Impact of Significant Lead-induced TR on Long-term Prognosis
Although the presence of significant TR, regardless of aetiology, is a well-known prognostic factor, data on long-term outcome in patients with significant TR after RV lead implantation have not been reported. Our study demonstrated the independent association between significant lead-induced TR and all-cause mortality (combined with heart failure related events or not). Other variables independently associated with long-term outcomes (primary and secondary) were age, LVEF, percentage of RV pacing and significant mitral regurgitation, which are all known determinants of the development of heart failure and increased mortality. In particular, subanalysis according to the baseline LVEF showed that significant lead-induced TR in patients with a depressed LVEF (<40%) at baseline was associated with poor prognosis. RV pacing has been previously shown to be associated with an increased risk of LV (progressive) dysfunction and heart failure events. This detrimental effect of RV pacing might be mediated by induction of LV dyssynchrony but also by a direct negative effect on the severity of TR, as suggested by Vaturi et al. However, analyses of large trials showed that implantation of an ICD, even with minimal percentage of RV pacing, was associated with an increased risk of hospitalisations for congestive heart failure and death as compared with controls. The exact reason for this increased risk of heart failure events has not yet been elucidated but, considering the results of our study, might also be explained by lead-induced TR. Indeed, even modest grades of TR were associated with an increased risk of all-cause mortality.

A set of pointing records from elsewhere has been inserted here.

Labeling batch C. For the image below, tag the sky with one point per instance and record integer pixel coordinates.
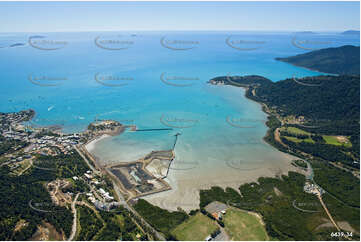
(194, 16)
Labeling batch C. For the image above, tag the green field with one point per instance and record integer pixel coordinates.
(332, 140)
(241, 225)
(197, 227)
(295, 130)
(297, 140)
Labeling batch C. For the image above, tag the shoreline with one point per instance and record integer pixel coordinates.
(90, 145)
(185, 187)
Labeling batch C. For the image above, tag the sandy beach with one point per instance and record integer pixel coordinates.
(91, 145)
(187, 184)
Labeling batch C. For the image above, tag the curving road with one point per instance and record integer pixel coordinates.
(73, 209)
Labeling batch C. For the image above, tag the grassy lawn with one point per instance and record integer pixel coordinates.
(332, 140)
(241, 225)
(295, 130)
(297, 140)
(197, 227)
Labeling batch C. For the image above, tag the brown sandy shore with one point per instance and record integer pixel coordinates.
(186, 183)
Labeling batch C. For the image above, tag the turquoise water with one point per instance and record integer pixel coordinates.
(164, 88)
(78, 98)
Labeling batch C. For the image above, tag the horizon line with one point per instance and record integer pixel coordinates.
(187, 30)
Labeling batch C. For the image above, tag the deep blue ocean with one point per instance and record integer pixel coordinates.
(159, 80)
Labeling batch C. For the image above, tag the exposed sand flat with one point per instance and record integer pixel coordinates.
(91, 145)
(186, 184)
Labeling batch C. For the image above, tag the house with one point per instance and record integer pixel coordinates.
(216, 209)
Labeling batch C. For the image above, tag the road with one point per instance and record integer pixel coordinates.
(328, 213)
(86, 160)
(131, 209)
(73, 209)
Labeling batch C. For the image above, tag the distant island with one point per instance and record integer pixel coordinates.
(344, 60)
(305, 32)
(351, 32)
(17, 44)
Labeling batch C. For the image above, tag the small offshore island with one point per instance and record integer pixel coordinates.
(53, 188)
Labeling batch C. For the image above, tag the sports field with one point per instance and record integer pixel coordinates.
(197, 227)
(241, 225)
(334, 140)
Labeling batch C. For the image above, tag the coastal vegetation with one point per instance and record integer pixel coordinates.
(277, 200)
(161, 219)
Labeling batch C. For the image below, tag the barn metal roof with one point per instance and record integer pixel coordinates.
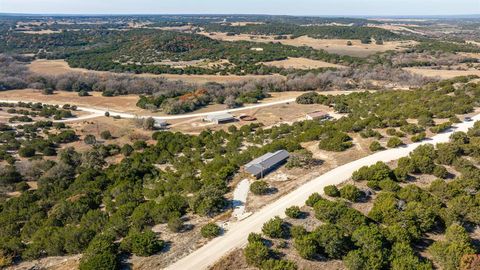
(219, 117)
(266, 162)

These findings emphasise the importance of echocardiographic surveillance of ICD and PM recipients, enabling anticipation of the development of heart failure. Although lead repositioning or extraction might be an option only in the short-term after implantation, other therapeutic options, such as upgrade to a biventricular pacemaker, optimisation of heart failure drugs or a surgical procedure on the tricuspid valve, might be considered in patients with significant TR and/or worsening LV function.
Several limitations of this study should be mentioned. First, the exact mechanism of lead-induced TR could not be confirmed in all patients. In addition, it remains unclear whether progression of RV remodelling is the cause or the consequence of significant TR. Moreover, the time interval between echocardiographic evaluations of 1–1.5 years was chosen to ensure identification of both acute and long-term occurrence of significant TR, but might still have underestimated the incidence of this complication, particularly because patients who died within 1 year after implantation were excluded. The mode of death was not systematically available and the impact of significant lead-induced TR on cardiovascular mortality could not be assessed. Finally, prospective studies with larger patient groups and longer follow-up are needed.
In conclusion, a significantly increased incidence of TR was seen at follow-up after implantation of an RV lead in more than 35% of ICD and PM recipients. A significant lead-induced TR was associated with an impaired RV performance and with a higher incidence of long-term mortality and heart failure events. These findings suggest the importance of echocardiographic follow-up in these patients in order to optimise patient management.